Christians, it turns out, don’t have a corner on morality. On average they are no more moral than unbelievers. Some might argue that they are less moral. Those few shining examples from the Christian community shine no brighter than the caring unbelievers. But for all their talk about the need for moral guidance, they cannot substantiate the claim that the bible is a good guide for modern behavior.
The humanist, on the other hand, looks for some reason or principle independent of authority. The child asks, “Why can’t I do this?” Daddy or Mommy responds, “If you do it, you will get hurt. I love you and don’t want you to get hurt.” Or the parent says, “If you do this, someone else will get hurt.”
Unless… unless you argue from authority and the authority figure decrees, for no good reason, that such an action offends Him. People who believe they are living under the thumb of such a vain and petty lord are not guided by ethics; they are guided by fear. The bible turns out to be not a moral code, but a whip.
This is a circular argument, of course. Don’t question the bible. Why? Because the bible says so.
Speaking for myself, if the biblical heaven and hell exist, I would choose hell. Having to spend eternity pretending to worship a petty tyrant who tortures those who insult his authority would be more hellish than baking in eternal flames. There is no way such a bully can earn my admiration.
The bible nowhere states that every human being possesses an inherent right to be treated with respect or fairness. Generally, everything flows from God to humans, not the other way around.
It is all on God’s side. If God can grant rights then he can take them away, meaning that there actually are no human rights in God’s scheme.

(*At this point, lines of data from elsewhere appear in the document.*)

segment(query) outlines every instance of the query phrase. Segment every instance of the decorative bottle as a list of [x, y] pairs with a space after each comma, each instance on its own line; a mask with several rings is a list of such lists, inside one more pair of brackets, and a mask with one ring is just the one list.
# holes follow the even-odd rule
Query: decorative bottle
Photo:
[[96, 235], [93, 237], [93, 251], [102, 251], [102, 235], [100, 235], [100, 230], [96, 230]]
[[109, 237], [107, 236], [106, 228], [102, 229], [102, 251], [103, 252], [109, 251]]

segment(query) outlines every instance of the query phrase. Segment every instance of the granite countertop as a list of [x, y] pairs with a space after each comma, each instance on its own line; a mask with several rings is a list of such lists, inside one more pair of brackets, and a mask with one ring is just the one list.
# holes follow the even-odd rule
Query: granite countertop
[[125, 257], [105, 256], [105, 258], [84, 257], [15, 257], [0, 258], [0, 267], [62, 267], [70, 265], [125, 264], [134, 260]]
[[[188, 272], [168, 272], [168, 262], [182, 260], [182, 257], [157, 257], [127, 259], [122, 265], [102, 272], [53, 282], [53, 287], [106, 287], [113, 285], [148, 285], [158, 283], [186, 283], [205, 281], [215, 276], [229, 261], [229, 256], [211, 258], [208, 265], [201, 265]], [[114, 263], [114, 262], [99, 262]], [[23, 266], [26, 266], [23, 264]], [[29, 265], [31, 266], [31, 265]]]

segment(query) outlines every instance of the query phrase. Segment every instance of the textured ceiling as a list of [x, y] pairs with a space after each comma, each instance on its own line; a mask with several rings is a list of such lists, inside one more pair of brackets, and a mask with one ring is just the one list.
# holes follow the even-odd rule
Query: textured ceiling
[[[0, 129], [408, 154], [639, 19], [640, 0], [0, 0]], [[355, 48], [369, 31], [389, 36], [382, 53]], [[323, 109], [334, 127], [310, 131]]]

Modern warm and fuzzy American Protestants who try to distance themselves from such intolerance and brutality should ask themselves: would I prefer my son or daughter to marry a Catholic, Jew, Muslim or atheist? Paul advised Christians: “Be ye not unequally yoked together with unbelievers: for what fellowship hath righteousness with unrighteousness? And what communion hath light with darkness?” (II Corinthians 6:14) The intrinsic intolerance of Christianity cannot be candy-coated.
Good deeds, in the bible, are almost always connected with heavenly reward, “God’s will,” avoiding punishment or with a missionary agenda. Most “Christian charity” is given to prove the superiority of Christianity or to win converts, not because human life is good, valuable and worthy of respect in its own right.
So, the Sabbath will be observed, even if God has to kill everyone to make it happen. Does this string of threats spew from a stable or loving mind?
God’s thirst for blood sacrifice is unparalleled, starting with Cain and Abel. Millions of animals were slaughtered to appease the anger and vanity of the Israelite deity. God even accepted a human sacrifice: Jephthah’s daughter (Judges 11:30-40). In II Samuel 21:1-14 the sacrifice of seven of Saul’s sons, who were hanged, caused God to be appeased.
God never denounces the institution of slavery. He encourages it.
God created evil (Isaiah 45:7) and hell. God blames everyone for Adam’s sin. God is partial to one race of people, which is racism. He gets jealous (Exodus 20:5) and, in fact, he says that his name is Jealousy: “For the Lord, whose name is Jealous, is a jealous God.” (Exodus 34:14)
In Ruth Green’s Born Again Skeptic’s Guide to the Bible, it takes 10 tightly typeset pages just to list briefly the killings of Jehovah. Is this the kind of character we would let our kids spend the day with? This sounds more like the stuff of a violent, X-rated movie than a guide for moral behavior.
Why did Jesus, the unrivaled moral example, never once speak out against slavery? Why did the loving, wise Son of God forget to mention that human bondage is a brutal institution? Why did he incorporate it into his teachings, as if it were the most natural thing in the world? I’ll tell you why: because he supported it.